Bin dankbar für jede Hilfe - zumal das unter Garantie nicht meine letzte Frage sein wird...  :cry:


----------



## maki (25. Apr 2008)

Zeig mal die swt2.app.entities.Kurs Klasse.


----------



## Gast (25. Apr 2008)

Hi.
Die Klasse sieht so aus - keine Ahnung ob das richtig ist.
Es geht bei dem Projekt darum das man die beiden Entities "Kurs" und SemesterKurs" hat.
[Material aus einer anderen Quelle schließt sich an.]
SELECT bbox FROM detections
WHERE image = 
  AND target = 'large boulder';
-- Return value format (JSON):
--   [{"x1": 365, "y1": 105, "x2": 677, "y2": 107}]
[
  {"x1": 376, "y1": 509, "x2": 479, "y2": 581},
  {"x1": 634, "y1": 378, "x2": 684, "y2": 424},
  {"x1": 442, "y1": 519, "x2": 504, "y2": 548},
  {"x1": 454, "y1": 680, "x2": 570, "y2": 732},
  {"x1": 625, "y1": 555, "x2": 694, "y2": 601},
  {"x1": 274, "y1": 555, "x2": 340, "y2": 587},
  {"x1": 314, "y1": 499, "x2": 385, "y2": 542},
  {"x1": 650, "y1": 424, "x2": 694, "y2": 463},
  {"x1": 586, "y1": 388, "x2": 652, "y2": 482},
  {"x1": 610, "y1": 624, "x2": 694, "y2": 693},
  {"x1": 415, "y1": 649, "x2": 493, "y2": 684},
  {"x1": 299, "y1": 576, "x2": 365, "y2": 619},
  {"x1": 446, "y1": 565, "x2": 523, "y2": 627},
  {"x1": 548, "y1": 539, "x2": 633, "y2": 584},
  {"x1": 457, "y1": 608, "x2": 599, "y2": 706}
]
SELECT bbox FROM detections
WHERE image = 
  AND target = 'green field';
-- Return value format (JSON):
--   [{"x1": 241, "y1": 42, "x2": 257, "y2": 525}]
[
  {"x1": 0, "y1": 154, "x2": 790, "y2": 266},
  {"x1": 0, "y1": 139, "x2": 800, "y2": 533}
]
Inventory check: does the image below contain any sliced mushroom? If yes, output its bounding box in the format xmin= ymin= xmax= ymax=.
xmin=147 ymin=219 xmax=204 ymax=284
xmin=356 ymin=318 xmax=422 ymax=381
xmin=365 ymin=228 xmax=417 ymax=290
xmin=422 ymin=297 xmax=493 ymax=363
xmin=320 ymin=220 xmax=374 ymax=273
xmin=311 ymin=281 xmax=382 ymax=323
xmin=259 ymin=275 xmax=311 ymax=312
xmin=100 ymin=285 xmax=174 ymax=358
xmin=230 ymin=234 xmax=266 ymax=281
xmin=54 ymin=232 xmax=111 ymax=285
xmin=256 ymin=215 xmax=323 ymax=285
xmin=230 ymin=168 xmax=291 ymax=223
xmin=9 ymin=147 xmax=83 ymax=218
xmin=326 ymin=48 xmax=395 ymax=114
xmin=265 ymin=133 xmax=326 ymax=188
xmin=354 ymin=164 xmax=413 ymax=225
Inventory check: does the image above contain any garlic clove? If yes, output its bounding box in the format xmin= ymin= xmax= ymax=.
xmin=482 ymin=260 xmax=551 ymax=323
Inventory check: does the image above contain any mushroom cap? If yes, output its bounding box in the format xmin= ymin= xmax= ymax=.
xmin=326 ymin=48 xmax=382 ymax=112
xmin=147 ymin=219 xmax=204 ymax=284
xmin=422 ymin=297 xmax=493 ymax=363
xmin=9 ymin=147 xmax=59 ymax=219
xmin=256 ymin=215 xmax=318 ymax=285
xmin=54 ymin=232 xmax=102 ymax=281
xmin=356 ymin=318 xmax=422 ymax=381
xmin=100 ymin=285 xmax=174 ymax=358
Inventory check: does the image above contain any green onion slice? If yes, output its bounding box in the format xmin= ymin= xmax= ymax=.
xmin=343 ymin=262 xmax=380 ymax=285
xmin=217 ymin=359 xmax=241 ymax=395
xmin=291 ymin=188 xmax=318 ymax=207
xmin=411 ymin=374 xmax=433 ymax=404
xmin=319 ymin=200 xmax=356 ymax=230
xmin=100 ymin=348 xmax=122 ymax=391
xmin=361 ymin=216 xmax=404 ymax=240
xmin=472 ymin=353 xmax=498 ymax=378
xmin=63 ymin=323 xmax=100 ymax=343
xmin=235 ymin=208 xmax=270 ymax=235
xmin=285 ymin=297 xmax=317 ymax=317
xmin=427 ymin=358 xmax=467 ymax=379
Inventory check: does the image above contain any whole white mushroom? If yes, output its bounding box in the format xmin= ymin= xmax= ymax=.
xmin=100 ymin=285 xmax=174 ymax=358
Ein Kurs kann mehrere Semesterkurse haben (z.B. das slebe Fach jedes Jahr einmal).
Außerdem sollen wir noch eine dritte Entität einbauen, welche eben die beiden anderen Tabellen verbindet, also nur die beiden Felder "KursID" und "SemesterKursID" beinhaltet - aber wie das geht weiß ich auch noch nicht genau...also nicht wundern wenn in den Entities nicht alles korrekt ist.


/*
 * To change this template, choose Tools | Templates
 * and open the template in the editor.
 */

package swt2.app.entities;

import java.io.Serializable;
import java.util.ArrayList;
import javax.persistence.Column;
import javax.persistence.Entity;
import javax.persistence.Id;
import javax.persistence.Table;

/**
 *
 * @author Daniel
 */
@Entity
@Table(name="Kurs")
public class Kurs implements Serializable {
    private static final long serialVersionUID = 1L;

    @Id
    @Column(name="kuerzel", insertable=false, nullable=false)
    private String kuerzel;

    @Column(name="langname")
    private String langname;

    @Column(name="beschreibung")
    private String beschreibung;

    @Column(name="dozent")
    private String dozent;

    public Kurs() {
    }

    public String getKuerzel() {
        return kuerzel;
    }

    public void setKuerzel(String kuerzel) {
        this.kuerzel = kuerzel;
    }

    public String getLangname() {
        return langname;
    }

    public void setLangname(String langname) {
        this.langname = langname;
    }

    public String getBeschreibung() {
        return beschreibung;
    }

    public void setBeschreibung(String beschreibung) {
        this.beschreibung = beschreibung;
    }

    public String getDozent() {
        return dozent;
    }

    public void setDozent(String dozent) {
        this.dozent = dozent;
    }

    public ArrayList<SemesterKurs> getSemesterKurse() {
        ArrayList<SemesterKurs> kurse = new ArrayList<SemesterKurs>();
        return kurse;
    }

    public void setSemesterKurse(ArrayList<SemesterKurs> kurse) {
    }

    @Override
    public int hashCode() {
        int hash = 0;
        hash += (this.getKuerzel() != null ? this.getKuerzel().hashCode() : 0);
        return hash;
    }

    @Override
    public boolean equals(Object object) {
        // TODO: Warning - this method won't work in the case the id fields are not set
        if (!(object instanceof Kurs)) {
            return false;
        }
        Kurs other = (Kurs) object;
        if ((this.getKuerzel() == null && other.getKuerzel() != null) || (this.getKuerzel() != null && !this.getKuerzel().equals(other.getKuerzel()))) {
            return false;
        }
        return true;
    }

    @Override
    public String toString() {
        return "Kurs[Kuerzel = " + this.getKuerzel() + " ,Langname = " + this.getLangname()
                + " ,Beschreibung = " + this.getBeschreibung() + " ,Dozent = " +
                this.getDozent() + "]";
    }
}


----------



## DiaryOfDreams (25. Apr 2008)

Sorry, wollte das noch mit den "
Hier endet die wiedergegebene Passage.